L’église de la charmante petite ville de Chonchi fait partie des 16 établissements religieux de Chiloé inscrits au patrimoine mondiale de l’UNESCO.

À Achao, sur l’île de Quinchao, l’église en a vu des marées. Construite en 1740, elle est la plus vieille de tout Chiloé. Rénovée, elle se tient fière dans cette petite bourgade de 3500 habitants. Si on en fait le tour en cinq minutes, on peut flâner dans le village, qui sert de point de départ pour plusieurs petites îles de la région. Au restaurant Mar y Velas, situé devant un quai constamment animé, on peut observer le va-et-vient des navettes maritimes.

Toutes les petites églises ne valent pourtant pas le détour.

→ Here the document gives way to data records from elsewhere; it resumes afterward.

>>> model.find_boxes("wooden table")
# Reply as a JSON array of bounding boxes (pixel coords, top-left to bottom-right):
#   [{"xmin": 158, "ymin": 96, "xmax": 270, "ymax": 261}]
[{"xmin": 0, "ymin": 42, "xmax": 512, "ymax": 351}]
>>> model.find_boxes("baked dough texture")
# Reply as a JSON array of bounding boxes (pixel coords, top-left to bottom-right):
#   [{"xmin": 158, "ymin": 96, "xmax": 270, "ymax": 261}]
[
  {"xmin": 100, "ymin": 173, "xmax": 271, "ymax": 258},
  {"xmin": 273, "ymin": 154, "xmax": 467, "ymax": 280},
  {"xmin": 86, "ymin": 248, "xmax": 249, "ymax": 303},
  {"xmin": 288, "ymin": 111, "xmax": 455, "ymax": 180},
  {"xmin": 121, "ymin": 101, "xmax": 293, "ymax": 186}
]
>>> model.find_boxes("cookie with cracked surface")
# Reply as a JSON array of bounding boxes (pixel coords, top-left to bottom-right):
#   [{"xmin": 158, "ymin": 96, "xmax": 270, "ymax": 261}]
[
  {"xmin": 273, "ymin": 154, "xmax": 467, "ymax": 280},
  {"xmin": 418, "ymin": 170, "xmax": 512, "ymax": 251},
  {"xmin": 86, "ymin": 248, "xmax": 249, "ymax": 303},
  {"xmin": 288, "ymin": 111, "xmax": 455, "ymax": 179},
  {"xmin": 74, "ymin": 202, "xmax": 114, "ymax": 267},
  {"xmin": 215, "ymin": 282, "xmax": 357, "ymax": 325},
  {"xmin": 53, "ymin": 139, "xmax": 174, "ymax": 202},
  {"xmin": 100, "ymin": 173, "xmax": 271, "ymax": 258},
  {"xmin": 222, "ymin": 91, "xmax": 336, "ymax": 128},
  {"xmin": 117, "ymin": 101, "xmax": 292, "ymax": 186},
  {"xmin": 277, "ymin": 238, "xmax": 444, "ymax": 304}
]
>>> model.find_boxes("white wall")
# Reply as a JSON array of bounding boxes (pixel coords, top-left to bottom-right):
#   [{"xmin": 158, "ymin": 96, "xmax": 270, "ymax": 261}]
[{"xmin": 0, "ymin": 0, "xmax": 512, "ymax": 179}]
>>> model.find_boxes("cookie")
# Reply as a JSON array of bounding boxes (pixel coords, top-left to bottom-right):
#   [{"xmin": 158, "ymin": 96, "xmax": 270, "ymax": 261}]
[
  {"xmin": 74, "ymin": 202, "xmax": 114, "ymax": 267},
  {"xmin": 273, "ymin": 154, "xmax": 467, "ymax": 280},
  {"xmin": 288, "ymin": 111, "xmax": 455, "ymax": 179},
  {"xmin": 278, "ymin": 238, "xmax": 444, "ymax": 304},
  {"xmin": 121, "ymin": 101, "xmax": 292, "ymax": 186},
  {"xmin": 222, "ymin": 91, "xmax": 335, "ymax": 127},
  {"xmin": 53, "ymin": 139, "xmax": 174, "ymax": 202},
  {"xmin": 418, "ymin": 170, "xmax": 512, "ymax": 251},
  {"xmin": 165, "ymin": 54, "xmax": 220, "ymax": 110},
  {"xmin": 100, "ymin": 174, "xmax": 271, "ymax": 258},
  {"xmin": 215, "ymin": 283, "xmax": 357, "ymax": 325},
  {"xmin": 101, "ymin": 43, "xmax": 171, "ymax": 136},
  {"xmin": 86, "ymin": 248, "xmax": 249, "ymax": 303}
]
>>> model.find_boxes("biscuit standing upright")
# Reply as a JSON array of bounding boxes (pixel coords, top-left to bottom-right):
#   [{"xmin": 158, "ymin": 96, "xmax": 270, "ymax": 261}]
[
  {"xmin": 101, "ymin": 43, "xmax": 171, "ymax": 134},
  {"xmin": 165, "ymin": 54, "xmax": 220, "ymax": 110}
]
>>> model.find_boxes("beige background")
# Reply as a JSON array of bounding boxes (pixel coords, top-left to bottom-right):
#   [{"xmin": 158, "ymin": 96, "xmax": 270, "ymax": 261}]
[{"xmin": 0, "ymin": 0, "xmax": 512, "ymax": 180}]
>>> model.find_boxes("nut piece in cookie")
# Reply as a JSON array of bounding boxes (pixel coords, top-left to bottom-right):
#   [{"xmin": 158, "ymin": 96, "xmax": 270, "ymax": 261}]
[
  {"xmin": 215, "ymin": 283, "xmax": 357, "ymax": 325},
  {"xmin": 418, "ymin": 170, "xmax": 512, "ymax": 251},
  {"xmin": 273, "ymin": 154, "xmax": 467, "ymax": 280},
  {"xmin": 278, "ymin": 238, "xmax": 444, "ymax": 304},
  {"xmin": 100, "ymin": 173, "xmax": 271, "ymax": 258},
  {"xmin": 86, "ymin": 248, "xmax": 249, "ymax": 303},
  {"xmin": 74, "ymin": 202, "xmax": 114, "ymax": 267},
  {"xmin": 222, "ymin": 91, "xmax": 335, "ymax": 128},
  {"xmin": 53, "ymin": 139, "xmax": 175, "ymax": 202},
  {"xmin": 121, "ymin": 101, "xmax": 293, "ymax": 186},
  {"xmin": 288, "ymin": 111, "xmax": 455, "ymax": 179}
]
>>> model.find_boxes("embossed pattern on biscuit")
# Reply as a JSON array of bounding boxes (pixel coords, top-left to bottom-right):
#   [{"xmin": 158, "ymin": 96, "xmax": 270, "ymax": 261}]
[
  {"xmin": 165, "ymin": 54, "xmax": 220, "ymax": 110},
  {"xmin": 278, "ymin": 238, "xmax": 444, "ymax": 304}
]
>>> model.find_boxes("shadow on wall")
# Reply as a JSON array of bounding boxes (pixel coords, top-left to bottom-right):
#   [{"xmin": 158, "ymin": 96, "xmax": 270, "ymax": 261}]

Dans les hameaux minuscules et isolés, parce qu’il y a bel et bien plus petit que les villages à 3500 habitants, les bâtiments sont cadenassés, parfois pratiquement laissés à l’abandon. Pour des joyaux classés sur la liste du patrimoine mondial, ils ne donnent pas l’impression d’être tellement précieux.

C’est le cas à Vilupulli, au bout d’un chemin de terre où se trouvent trois ou quatre maisons. Pareil vers Villa Quinchao, à une douzaine de kilomètres au sud d’Achao.

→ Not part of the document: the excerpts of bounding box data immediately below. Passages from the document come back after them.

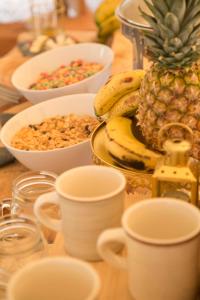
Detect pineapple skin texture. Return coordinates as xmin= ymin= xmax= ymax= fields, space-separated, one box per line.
xmin=137 ymin=63 xmax=200 ymax=160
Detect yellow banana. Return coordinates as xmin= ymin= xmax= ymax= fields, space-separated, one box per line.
xmin=105 ymin=117 xmax=161 ymax=169
xmin=108 ymin=89 xmax=140 ymax=118
xmin=94 ymin=70 xmax=145 ymax=116
xmin=94 ymin=0 xmax=122 ymax=25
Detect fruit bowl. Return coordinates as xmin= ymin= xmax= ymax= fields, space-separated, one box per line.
xmin=91 ymin=121 xmax=152 ymax=193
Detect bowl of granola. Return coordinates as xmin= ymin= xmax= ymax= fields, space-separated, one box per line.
xmin=11 ymin=43 xmax=113 ymax=104
xmin=0 ymin=94 xmax=99 ymax=174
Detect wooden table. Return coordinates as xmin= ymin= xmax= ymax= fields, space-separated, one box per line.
xmin=0 ymin=11 xmax=141 ymax=300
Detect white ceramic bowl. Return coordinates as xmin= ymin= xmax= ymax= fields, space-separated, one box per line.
xmin=12 ymin=43 xmax=113 ymax=104
xmin=0 ymin=94 xmax=95 ymax=174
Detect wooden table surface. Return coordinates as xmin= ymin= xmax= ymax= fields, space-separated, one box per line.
xmin=0 ymin=9 xmax=141 ymax=300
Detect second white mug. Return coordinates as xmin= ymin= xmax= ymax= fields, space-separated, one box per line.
xmin=34 ymin=165 xmax=126 ymax=261
xmin=98 ymin=198 xmax=200 ymax=300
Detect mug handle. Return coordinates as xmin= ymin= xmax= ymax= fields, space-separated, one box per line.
xmin=33 ymin=192 xmax=61 ymax=231
xmin=97 ymin=228 xmax=127 ymax=270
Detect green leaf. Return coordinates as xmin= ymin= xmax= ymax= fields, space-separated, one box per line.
xmin=151 ymin=0 xmax=169 ymax=16
xmin=158 ymin=23 xmax=175 ymax=39
xmin=183 ymin=4 xmax=200 ymax=26
xmin=179 ymin=24 xmax=193 ymax=44
xmin=166 ymin=0 xmax=174 ymax=8
xmin=189 ymin=24 xmax=200 ymax=40
xmin=144 ymin=0 xmax=163 ymax=22
xmin=170 ymin=37 xmax=183 ymax=49
xmin=165 ymin=12 xmax=180 ymax=34
xmin=163 ymin=44 xmax=176 ymax=54
xmin=171 ymin=0 xmax=186 ymax=24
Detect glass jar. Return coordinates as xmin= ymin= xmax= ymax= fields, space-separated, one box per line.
xmin=11 ymin=171 xmax=58 ymax=243
xmin=0 ymin=215 xmax=47 ymax=274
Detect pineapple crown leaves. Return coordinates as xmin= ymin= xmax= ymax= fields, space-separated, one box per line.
xmin=139 ymin=0 xmax=200 ymax=68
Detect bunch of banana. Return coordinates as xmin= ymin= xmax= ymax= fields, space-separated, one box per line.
xmin=105 ymin=117 xmax=160 ymax=170
xmin=94 ymin=70 xmax=144 ymax=118
xmin=94 ymin=0 xmax=122 ymax=43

Les chemins de terre peuvent d’ailleurs donner quelques maux de tête si, comme moi, vous optez pour une petite voiture manuelle au moteur à peine plus puissant que celui d’un rasoir électrique. Pour voir l’église de San Juan, le GPS recommandait un virage sur un chemin de terre sur la droite. Son emprise était pratiquement camouflée pour la végétation.

Une fois engagé, pas moyen de faire demi-tour. La route, à peine large pour une seule voiture, s’enfonce réellement vers nulle part. Une trentaine de minutes plus tard, alors que je rejoins une voie de circulation plus large, mais toujours terreuse, le gravier plonge pratiquement à la verticale. Oui, l’église se trouve tout en bas, sur le rivage. Du coup, c’est la remontée, dans la rocaille glissante, qui m’effraie un tantinet. La bagnole a toussé un brin et y a laissé une bonne partie de son souffle.

Tout en bas, des navires de pêche en cale sèche sont entassés. Le bruit des ponceuses et des marteaux retentit. Des hommes sont aussi en train de bâtir un bateau tout neuf. Mais dans le semblant de village, où la peinture des bancs de parc date d’avant ma naissance où les petites maisons courbent sous le poids des années, l’église tient bon, quelques carreaux de fenêtres en moins. C’est là que j’ai compris qu’il serait fort inutile d’essayer de voir d’autres bâtiments religieux identiques et quasi abandonnés.

Sinon, les amateurs de plein air voudront peut-être s’aventurer vers le parc national de Chiloé, mais à première vue, il ne présentait rien de bien séduisant. Au bout d’un autre chemin de terre, un sentier mène néanmoins à la Muelle de las Almas, une promenade de bois qui s’arrête subitement devant la mer. On dit qu’il s’agit d’un tremplin pour les âmes qui quittent l’île. La randonnée, facile, est plaisante.

Si la saison le permet, près de la jolie ville d’Ancud, il est aussi possible d’observer des pingouins. Les petits volatiles n’y étaient pas lors de mon passage.

Chiloé, à mes yeux, c’est un chapelet de petits villages calqués sur la Gaspésie qui appellent à la contemplation.